Now, two mathematicians have proven Hawking and his team wrong. This new research, contained in two recent papers by Dr. Christoph Kähle of the Massachusetts Institute of Technology and Dr. Ryan Unger of Stanford University and the University of California, Berkeley, demonstrates that there is nothing in the laws of physics we know that prevents extremal black holes from forming.
Michalis Daffermos, a mathematician at Princeton University and Kahle and Unger’s doctoral supervisor, called their mathematical proof “beautiful, technologically groundbreaking and physically astonishing,” adding that it suggests the possibility of a richer, more diverse universe in which “extreme black holes may exist astrophysical-wise.”
That doesn’t mean it’s real. “Just because there’s a mathematical solution with nice properties doesn’t necessarily mean that nature will exploit it,” Khanna says. “But if we somehow found such a solution, it would force us to think hard about what we’re missing.” Such a discovery could raise “some pretty radical kinds of questions,” he noted.
The law of impossibility
Prior to Kähle and Unger’s proof, there was good reason to believe that extremal black holes could not exist.
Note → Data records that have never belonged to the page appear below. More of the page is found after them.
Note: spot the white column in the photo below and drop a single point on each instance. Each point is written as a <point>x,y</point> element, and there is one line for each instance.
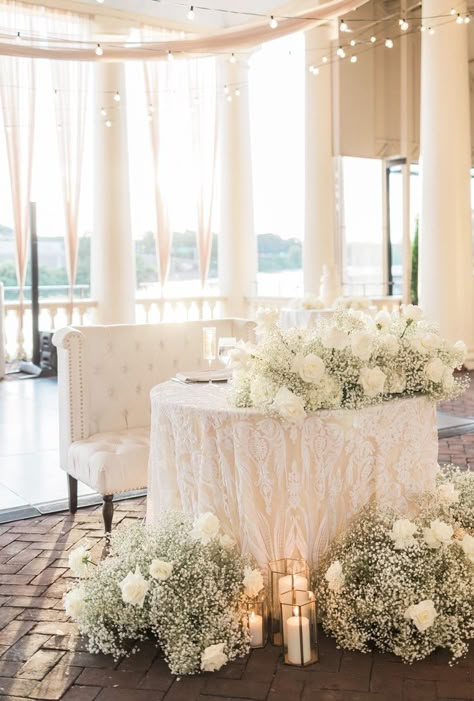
<point>113,254</point>
<point>237,240</point>
<point>319,246</point>
<point>445,254</point>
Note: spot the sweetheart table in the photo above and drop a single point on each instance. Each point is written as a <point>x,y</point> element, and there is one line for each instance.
<point>282,489</point>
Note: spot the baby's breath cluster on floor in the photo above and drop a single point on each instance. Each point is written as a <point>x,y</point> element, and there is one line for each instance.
<point>405,586</point>
<point>181,582</point>
<point>349,361</point>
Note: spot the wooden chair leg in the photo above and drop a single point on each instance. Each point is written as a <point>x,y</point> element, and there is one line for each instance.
<point>72,491</point>
<point>108,512</point>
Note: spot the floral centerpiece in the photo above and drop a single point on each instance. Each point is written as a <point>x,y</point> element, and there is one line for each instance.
<point>182,582</point>
<point>350,360</point>
<point>405,586</point>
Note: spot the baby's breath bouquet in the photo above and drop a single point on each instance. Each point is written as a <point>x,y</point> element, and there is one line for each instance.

In 1973, Bardeen, Carter and Hawking published four laws for the behavior of black holes, which are similar to the long-established four laws of thermodynamics, a sacred set of principles that state, for example, that the universe becomes disordered over time and that energy can neither be created nor destroyed.
In their paper, the physicists proved the first three laws of black hole thermodynamics: the zeroth law, the first law, and the second law. Additionally, they hypothesized that the third law (which is similar to the standard law of thermodynamics) is also true, although they have not yet been able to prove it.
The law states that the surface gravity of a black hole cannot be reduced to zero in a finite time, i.e., there is no way to create an extremal black hole. To support their claim, the three argued that any process in which the charge or spin of a black hole reaches an extremum could also result in the black hole’s event horizon disappearing entirely. Black holes without an event horizon are called naked singularities and are widely believed to be unable to exist. Furthermore, since the temperature of a black hole is known to be proportional to its surface gravity, a black hole without surface gravity would also have no temperature. Such black holes would not emit thermal radiation. Hawking later proposed that black holes must emit thermal radiation.
In 1986, physicist Werner Israel published a proof of the third law that seemed to put an end to the problem. Suppose we wanted to create an extremal black hole from an ordinary black hole. We could do this by making the black hole spin faster or by adding charged particles. Israel’s proof seemed to show that doing so would not reduce the black hole’s surface gravity to zero in a finite amount of time.
As Kahle and Unger ultimately discovered, Israel’s arguments were hidden by flaws.
The End of the Third Law
Kähle and Unger did not set out to find an extremal black hole, but discovered it purely by chance.
They were studying the formation of electrically charged black holes, and “realized that you could make black holes with any charge-to-mass ratio,” Kale says, including the highest possible charge, a characteristic of extreme black holes.
Daffermos recognized that his former students had found a counterexample to Bardeen, Carter and Hawking’s third law: they had shown that it was possible to transform a typical black hole into an extremal black hole in a finite amount of time.
Starting with a non-rotating, uncharged black hole, Kale and Unger modeled what would happen if they placed it in a simplified environment called a scalar field, which imagines a background of uniformly charged particles. They then added charge to the black hole by hitting it with pulses from the field.